People think that a computer system like the 3000 — to be cut loose by its vendor sometime in 2008 or later — doesn't need much. Those people would be wrong, most of the time.

Unless 3000 customers have their systems sealed up in a wire cage, their 3000 still requires know-how and training. (We're not kidding about the wire cage. More than 300 HP 3000s sat in such cages across the Long's Drug chain during the 1990s. Store owners could do little more than feed a backup tape into them, according to legend.)

But your system probably isn't caged up. You still need to maintain it, learn how to solve problems and update things. Like what? How about a Daylight Saving Time change? Betcha remember that one. (If you don't know what we're talking about, have a look at our articles from earlier this month. Your clock on the nightstand wasn't the only thing that had to be reset back on March 11.)

One of my favorite pieces of advice is based on something that our At-Large Editor Birket Foster says all the time, giving talks about the 3000. In many cases, if the 3000 were an airline aircraft, "the flight attendants are flying the plane now," he says. So you need to train them, or they need to keep in touch with an expert, or keep up support, to ensure nothing goes down.

That's what a user conference does well. Especially if it's got a "flight attendant" track.

One way to keep the flight attendants trained is to look for HP 3000 conferences, or at least education. There's some of that education resource out there, supplied by third parties. But the conference? Well, Encompass will have some HP 3000 education in June at the HP Tech Forum. But there's a more affordable venue, too. Someplace that has more 3000 on its mind than migration. We reported on the first meeting of the HP 3000 Conference last November.

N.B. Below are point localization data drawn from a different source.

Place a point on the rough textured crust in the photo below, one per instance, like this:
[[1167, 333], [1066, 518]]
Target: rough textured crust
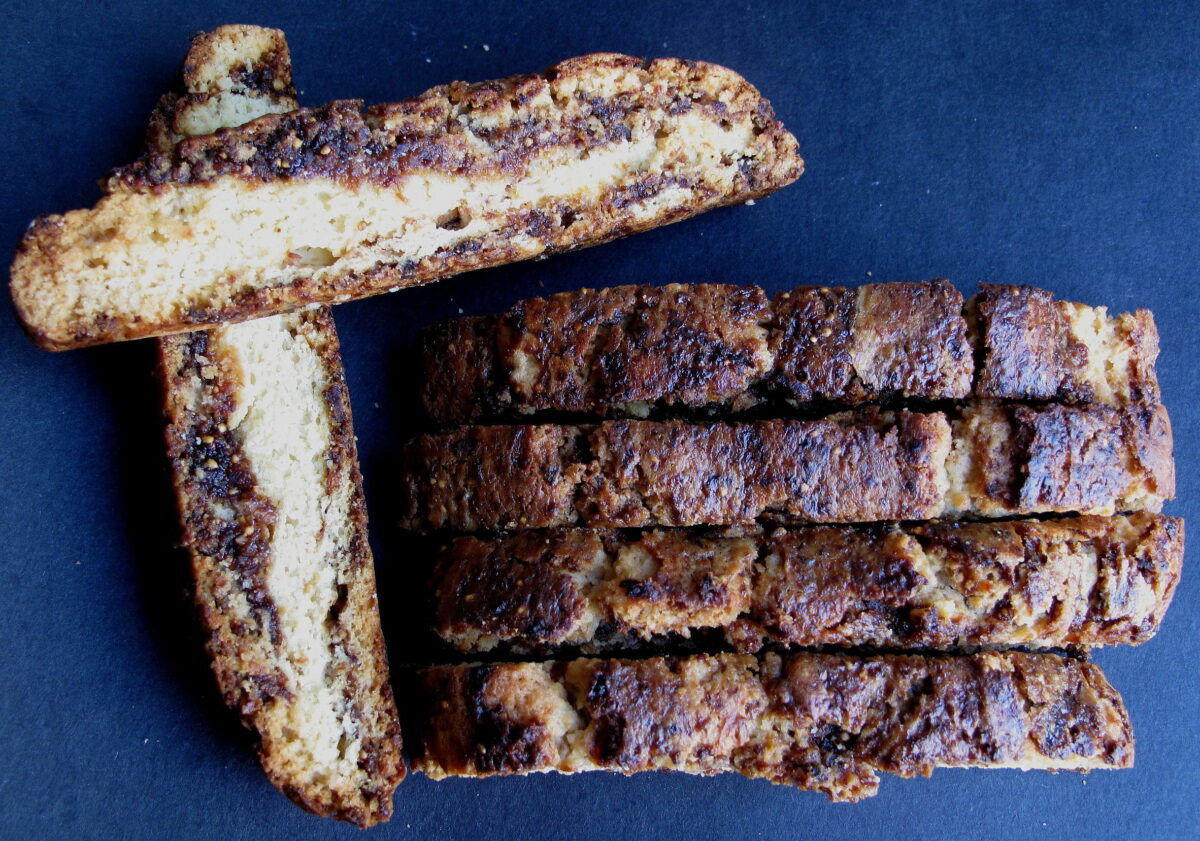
[[1014, 460], [227, 528], [231, 522], [627, 350], [341, 202], [1073, 582], [624, 350], [864, 466], [819, 722], [1033, 347]]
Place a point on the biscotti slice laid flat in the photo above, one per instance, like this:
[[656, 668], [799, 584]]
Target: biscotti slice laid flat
[[865, 466], [862, 466], [628, 350], [340, 202], [815, 721], [270, 497], [1072, 582]]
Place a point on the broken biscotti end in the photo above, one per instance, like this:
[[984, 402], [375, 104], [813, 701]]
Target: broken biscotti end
[[1073, 582], [341, 202], [816, 721], [1013, 460]]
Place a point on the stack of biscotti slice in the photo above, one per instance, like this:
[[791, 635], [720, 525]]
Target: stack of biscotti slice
[[341, 202], [791, 527], [270, 497]]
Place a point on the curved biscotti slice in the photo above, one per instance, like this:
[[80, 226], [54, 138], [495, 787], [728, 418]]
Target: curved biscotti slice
[[862, 466], [341, 202], [1018, 460], [625, 350], [270, 497], [817, 721], [271, 505], [628, 350], [1073, 582]]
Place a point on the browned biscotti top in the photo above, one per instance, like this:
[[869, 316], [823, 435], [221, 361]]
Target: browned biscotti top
[[864, 466], [627, 350], [1073, 582], [1013, 460], [340, 202], [819, 722], [346, 142]]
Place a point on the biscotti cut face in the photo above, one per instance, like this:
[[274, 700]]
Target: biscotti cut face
[[865, 466], [271, 504], [816, 721], [1073, 582], [1033, 347], [270, 497], [341, 202], [629, 350]]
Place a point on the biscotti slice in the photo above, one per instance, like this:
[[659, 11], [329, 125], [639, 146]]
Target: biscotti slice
[[817, 721], [863, 466], [1032, 347], [270, 497], [341, 202], [1072, 582], [628, 350]]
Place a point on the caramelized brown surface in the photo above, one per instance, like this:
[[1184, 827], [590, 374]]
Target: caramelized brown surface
[[627, 350], [1073, 582], [861, 467]]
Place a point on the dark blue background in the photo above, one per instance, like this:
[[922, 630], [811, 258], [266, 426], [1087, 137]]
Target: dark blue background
[[1053, 144]]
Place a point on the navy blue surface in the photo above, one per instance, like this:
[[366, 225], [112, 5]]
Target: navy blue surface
[[1053, 144]]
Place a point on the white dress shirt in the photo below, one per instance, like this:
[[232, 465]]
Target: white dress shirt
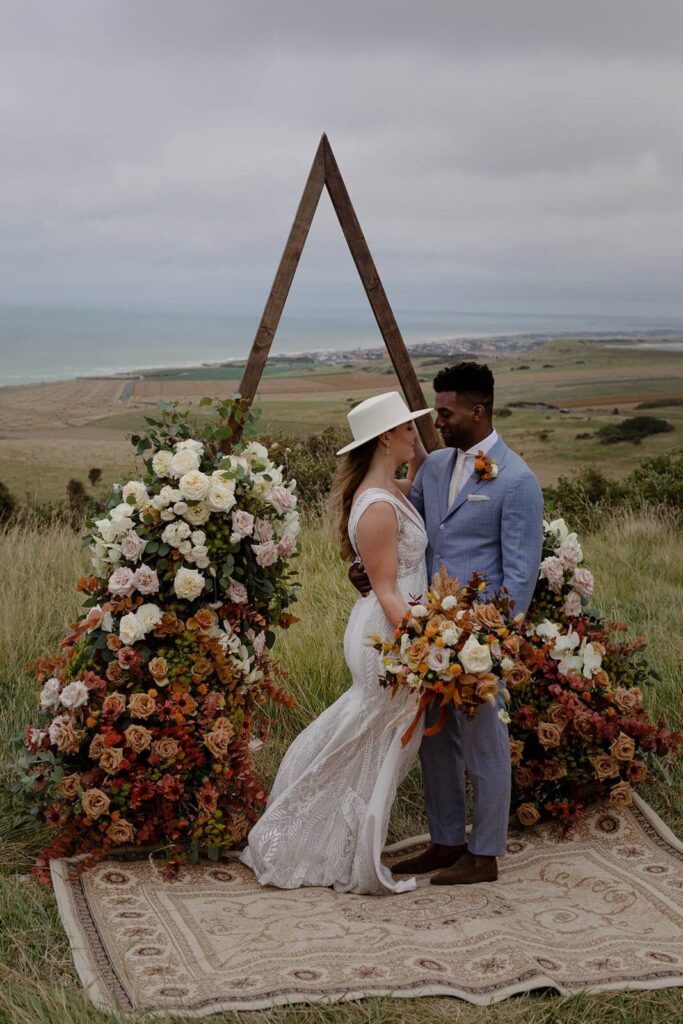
[[464, 466]]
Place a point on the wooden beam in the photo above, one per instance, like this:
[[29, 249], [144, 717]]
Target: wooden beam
[[284, 276], [377, 296]]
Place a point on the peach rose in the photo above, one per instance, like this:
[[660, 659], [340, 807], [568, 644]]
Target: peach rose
[[69, 785], [549, 734], [121, 832], [158, 668], [137, 737], [96, 748], [628, 699], [523, 777], [623, 748], [94, 803], [605, 767], [552, 770], [527, 814], [516, 751], [165, 749], [115, 704], [111, 759], [487, 615], [558, 715], [518, 675], [141, 706], [621, 795], [418, 651]]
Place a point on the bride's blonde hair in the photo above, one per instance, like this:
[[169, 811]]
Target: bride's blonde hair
[[352, 469]]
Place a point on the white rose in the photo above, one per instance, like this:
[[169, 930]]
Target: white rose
[[438, 658], [188, 584], [221, 497], [49, 695], [475, 656], [145, 580], [198, 514], [161, 463], [569, 552], [183, 462], [243, 525], [136, 489], [132, 547], [191, 445], [148, 615], [75, 694], [452, 635], [194, 485], [130, 629]]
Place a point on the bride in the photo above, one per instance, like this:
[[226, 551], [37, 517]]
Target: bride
[[328, 814]]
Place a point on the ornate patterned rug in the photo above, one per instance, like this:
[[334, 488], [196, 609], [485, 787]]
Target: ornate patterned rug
[[600, 910]]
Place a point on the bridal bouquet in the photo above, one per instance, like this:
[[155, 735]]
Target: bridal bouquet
[[450, 649], [146, 729]]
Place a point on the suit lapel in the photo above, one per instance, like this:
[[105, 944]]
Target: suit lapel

Don't misunderstand. For the right kind of customer, the HP Tech Forum is a good place to go get trained. Just the thing for the customer who will follow HP into the future — a long ways, well up to the 20-teens.

It's just that the 3000 market needs more than that kind of training. Chalk it up to those flight attendants, if you like. Nothing wrong with those maintainers. Your business server, after all, was supposed to be like an electronic filing cabinet, if the software got set up right and kept up to date.